The Department of Electrical and Computer Engineering welcomes Frank Li, Ph.D. Candidate in Computer Science at UC Berkeley. He will present a Faculty Candidate Seminar on Tuesday, April 2, at 11AM in B02 CSL.
The state of security across the Internet is poor, and it has been so for years. Meanwhile, attacks have become ever more frequent and consequential. How do we actually make meaningful progress? To do so, we must move beyond the folklore that heavily influences Internet security practices today, and establish 1) empirical grounding on how and why security problems manifest the way they do across the Internet, and 2) data-driven methods for improving security at an Internet scale.
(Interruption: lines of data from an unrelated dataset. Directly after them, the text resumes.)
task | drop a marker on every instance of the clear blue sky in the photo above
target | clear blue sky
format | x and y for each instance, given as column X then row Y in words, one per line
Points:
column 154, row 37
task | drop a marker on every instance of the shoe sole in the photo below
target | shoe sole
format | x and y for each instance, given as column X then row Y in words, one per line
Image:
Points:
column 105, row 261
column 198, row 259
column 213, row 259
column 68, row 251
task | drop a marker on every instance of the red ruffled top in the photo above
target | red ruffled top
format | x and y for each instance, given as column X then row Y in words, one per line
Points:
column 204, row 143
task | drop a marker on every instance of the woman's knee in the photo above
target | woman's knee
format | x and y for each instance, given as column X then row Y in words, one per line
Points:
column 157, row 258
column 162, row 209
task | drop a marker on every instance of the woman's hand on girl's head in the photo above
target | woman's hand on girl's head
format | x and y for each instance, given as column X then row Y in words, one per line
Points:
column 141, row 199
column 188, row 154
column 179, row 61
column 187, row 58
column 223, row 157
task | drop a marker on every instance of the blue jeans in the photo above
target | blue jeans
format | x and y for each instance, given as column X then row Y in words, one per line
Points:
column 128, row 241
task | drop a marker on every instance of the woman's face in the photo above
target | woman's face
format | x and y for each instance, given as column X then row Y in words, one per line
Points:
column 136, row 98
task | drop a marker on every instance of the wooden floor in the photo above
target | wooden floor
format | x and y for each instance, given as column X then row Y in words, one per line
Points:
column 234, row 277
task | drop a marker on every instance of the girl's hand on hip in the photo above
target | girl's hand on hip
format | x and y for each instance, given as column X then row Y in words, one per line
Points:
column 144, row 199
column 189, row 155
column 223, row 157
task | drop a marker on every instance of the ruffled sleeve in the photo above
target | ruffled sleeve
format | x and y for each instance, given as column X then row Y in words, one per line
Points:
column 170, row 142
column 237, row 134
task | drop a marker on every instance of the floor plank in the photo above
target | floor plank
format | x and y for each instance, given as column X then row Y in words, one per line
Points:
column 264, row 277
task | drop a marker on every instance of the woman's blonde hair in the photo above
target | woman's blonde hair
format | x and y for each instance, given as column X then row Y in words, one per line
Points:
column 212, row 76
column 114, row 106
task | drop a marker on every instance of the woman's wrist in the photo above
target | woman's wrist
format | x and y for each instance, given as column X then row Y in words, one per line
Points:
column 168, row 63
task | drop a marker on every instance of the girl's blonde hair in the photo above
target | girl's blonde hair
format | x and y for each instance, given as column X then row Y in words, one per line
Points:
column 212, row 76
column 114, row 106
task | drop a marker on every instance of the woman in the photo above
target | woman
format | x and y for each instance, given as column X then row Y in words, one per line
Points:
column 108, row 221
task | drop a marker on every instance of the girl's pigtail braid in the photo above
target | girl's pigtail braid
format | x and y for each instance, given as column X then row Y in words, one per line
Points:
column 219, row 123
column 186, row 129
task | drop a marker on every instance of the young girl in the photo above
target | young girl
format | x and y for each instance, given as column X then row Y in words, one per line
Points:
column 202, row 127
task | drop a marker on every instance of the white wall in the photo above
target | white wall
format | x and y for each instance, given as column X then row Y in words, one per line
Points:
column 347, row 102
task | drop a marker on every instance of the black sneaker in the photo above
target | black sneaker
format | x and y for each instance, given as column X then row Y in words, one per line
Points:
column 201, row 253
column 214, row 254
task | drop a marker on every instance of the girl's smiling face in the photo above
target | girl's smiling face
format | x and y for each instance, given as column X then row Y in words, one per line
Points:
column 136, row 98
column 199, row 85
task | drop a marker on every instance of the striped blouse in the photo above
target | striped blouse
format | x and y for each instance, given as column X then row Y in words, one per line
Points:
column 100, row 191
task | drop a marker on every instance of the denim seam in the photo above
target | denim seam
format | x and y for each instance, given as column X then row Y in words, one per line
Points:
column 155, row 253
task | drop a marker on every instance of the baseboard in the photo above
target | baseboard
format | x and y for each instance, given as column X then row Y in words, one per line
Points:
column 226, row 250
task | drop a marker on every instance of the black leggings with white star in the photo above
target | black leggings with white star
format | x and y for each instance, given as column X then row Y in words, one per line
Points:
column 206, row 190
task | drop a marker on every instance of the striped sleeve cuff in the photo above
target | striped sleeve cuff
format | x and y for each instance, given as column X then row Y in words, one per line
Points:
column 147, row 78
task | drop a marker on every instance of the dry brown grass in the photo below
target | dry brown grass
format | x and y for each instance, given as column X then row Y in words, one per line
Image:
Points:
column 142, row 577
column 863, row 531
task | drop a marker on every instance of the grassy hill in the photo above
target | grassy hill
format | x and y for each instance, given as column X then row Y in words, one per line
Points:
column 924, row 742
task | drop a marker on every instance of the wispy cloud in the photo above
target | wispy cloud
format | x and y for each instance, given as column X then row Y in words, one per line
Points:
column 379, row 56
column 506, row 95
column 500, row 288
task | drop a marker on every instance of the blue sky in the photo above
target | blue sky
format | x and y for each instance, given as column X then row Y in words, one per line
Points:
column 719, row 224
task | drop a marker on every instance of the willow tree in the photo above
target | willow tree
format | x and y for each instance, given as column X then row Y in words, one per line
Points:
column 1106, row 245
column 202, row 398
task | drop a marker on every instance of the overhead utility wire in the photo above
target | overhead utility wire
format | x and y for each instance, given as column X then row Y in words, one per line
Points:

In this talk, I will describe my evidence-based and holistic approach to security, illustrated by my work on improving how we remedy security problems (vulnerabilities, misconfigurations, and compromise incidents) for Internet systems. Using a variety of empirical methods, including Internet-wide network measurements, user studies, machine learning, and code analysis, my research systematically identifies how security is managed for Internet systems, factors that contribute to continued vulnerability, and barriers that prohibit the effective remediation of security concerns. Informed by insights from this work, I develop methods and systems for more effective remediation at an Internet scale.
Bio: Frank Li is a Ph.D. Candidate in Computer Science at UC Berkeley, advised by Prof. Vern Paxson. Frank’s research interests are broadly in the areas of network security, privacy, and measurement. Using various empirical methods, his research brings empirical grounding to the study of Internet security in practice, while providing evidence-based guidance on the design of methods and systems for improving security at an Internet scale. His work spans various topics, from Internet-wide outreach to vulnerability patching. He is the recipient of a NSF Graduate Research Fellowship (GRFP) and a National Defense Science and Engineering Graduate Fellowship (NDSEG). His research has been distinguished with a Best Paper Award at the ACM Internet Measurement Conference (IMC), and his teaching has been recognized with a UC Berkeley Outstanding Graduate Student Instructor award. Frank received his Bachelor’s from MIT.